In 2006, Griffiths began publishing the results of these initial Hopkins studies with a piece in Psychopharmacology titled “Psilocybin can occasion mystical experiences having substantial and sustained personal meaning and spiritual significance”. From his beginnings with the spiritual, he has moved on to that same described intersection with the scientific, as the primary author of further studies on addiction, existential distress in terminal cancer patients, and mystical experiences. He expands on all of these in a widely viewed TEDtalk, concluding both that the data provides evidence for a greater potential efficacy of treatment than anyone would have thought possible, and with the staggering implication that human brains are wired to be able to have mystical experiences, and that they are “biologically normal.” To Griffiths, our own neuroanatomy makes us spiritual beings.

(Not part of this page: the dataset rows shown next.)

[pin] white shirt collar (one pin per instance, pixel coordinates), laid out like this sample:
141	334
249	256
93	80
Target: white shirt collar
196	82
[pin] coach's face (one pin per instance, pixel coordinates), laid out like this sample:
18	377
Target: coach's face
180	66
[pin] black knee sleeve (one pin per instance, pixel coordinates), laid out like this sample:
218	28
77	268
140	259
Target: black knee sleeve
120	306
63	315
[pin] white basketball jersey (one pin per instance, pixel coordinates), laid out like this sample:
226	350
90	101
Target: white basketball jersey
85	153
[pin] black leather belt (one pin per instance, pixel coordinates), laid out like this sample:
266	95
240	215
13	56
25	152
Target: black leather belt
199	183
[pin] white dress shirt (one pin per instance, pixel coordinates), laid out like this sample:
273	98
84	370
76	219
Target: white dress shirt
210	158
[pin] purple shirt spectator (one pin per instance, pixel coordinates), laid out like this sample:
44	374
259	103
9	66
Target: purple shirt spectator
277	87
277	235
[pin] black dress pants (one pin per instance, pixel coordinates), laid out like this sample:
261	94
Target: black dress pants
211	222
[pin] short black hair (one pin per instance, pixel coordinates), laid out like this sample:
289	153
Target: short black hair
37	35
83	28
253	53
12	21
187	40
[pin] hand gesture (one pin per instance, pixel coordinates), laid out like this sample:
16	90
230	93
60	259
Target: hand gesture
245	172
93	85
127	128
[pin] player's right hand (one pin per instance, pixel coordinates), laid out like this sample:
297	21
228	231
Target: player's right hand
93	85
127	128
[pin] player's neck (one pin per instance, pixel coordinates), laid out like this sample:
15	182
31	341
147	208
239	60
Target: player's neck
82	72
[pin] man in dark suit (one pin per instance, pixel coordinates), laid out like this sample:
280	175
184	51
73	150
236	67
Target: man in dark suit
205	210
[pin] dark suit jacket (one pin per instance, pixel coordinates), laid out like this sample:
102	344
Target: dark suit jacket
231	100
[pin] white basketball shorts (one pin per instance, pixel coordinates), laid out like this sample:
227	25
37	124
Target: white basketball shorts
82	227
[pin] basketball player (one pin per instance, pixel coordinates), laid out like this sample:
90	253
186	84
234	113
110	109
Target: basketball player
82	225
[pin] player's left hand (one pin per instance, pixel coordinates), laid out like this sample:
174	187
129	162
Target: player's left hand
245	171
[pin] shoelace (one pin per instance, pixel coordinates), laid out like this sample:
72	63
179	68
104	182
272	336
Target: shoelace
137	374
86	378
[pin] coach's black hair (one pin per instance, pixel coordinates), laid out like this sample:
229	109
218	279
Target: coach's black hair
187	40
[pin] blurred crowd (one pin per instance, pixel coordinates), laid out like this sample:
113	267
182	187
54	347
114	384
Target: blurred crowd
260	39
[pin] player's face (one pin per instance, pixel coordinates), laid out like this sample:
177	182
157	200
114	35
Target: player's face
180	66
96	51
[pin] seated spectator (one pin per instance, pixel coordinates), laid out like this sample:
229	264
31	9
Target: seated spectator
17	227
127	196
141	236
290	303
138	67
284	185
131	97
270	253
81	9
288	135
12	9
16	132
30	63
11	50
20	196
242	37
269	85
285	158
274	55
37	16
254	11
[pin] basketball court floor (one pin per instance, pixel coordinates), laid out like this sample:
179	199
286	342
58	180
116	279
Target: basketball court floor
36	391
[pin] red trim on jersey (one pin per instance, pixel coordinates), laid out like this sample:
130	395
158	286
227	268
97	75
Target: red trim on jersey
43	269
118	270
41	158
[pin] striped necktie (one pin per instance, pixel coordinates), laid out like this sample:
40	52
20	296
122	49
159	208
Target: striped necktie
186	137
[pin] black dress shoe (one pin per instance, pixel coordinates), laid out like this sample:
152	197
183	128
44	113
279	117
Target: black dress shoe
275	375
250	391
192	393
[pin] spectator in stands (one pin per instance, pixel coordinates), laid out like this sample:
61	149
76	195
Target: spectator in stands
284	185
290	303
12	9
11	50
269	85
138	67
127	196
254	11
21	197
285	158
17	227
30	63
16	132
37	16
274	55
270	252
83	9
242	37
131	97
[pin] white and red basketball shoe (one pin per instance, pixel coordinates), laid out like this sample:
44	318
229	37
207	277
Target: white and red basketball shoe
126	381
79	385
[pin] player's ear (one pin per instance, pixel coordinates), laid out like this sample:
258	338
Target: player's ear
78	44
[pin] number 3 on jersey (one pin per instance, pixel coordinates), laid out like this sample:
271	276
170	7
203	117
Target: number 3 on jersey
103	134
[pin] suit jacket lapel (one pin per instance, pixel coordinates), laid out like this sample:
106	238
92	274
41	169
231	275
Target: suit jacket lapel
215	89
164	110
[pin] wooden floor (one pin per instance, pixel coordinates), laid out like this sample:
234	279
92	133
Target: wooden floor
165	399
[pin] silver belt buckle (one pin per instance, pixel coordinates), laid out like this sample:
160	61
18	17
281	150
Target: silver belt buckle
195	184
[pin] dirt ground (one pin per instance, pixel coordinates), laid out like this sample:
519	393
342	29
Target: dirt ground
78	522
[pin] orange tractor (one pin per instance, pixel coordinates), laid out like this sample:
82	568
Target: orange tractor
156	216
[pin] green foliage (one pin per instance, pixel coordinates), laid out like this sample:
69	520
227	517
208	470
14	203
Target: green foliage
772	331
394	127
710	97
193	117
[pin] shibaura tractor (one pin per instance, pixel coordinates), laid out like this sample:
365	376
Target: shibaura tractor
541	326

Johns Hopkins Center: Impact and Outlook

It’s hard to exaggerate just how important the work of the Johns Hopkins Center is for the future of psychedelics, and medicine and psychotherapy as a whole. As investor decks for the initial wave of psychedelic drug companies are increasingly fond of reminding us, mental health and addiction are growing problem areas with low success rates for resolution. Psychedelics, in these early stages, offer the appearance of tangible progress towards a more effective new model of treatment. Beyond that, Roland Griffiths’ attempt to put his finger on the point where the highways of science and spirituality merge (with an off-ramp to commerce) represents a triumph in itself. The early phases of psychedelic research were marked by fears of madness and social unrest. The fringe is moving to the mainstream, and the laboratory science of biochemistry, psychology, and what some might call the soul, are all meeting under this new aegis. Without too much rancor between them, representatives of each and all work to find a key to healing together. Even if psychedelics achieve nothing else, it’s a victory for the human condition.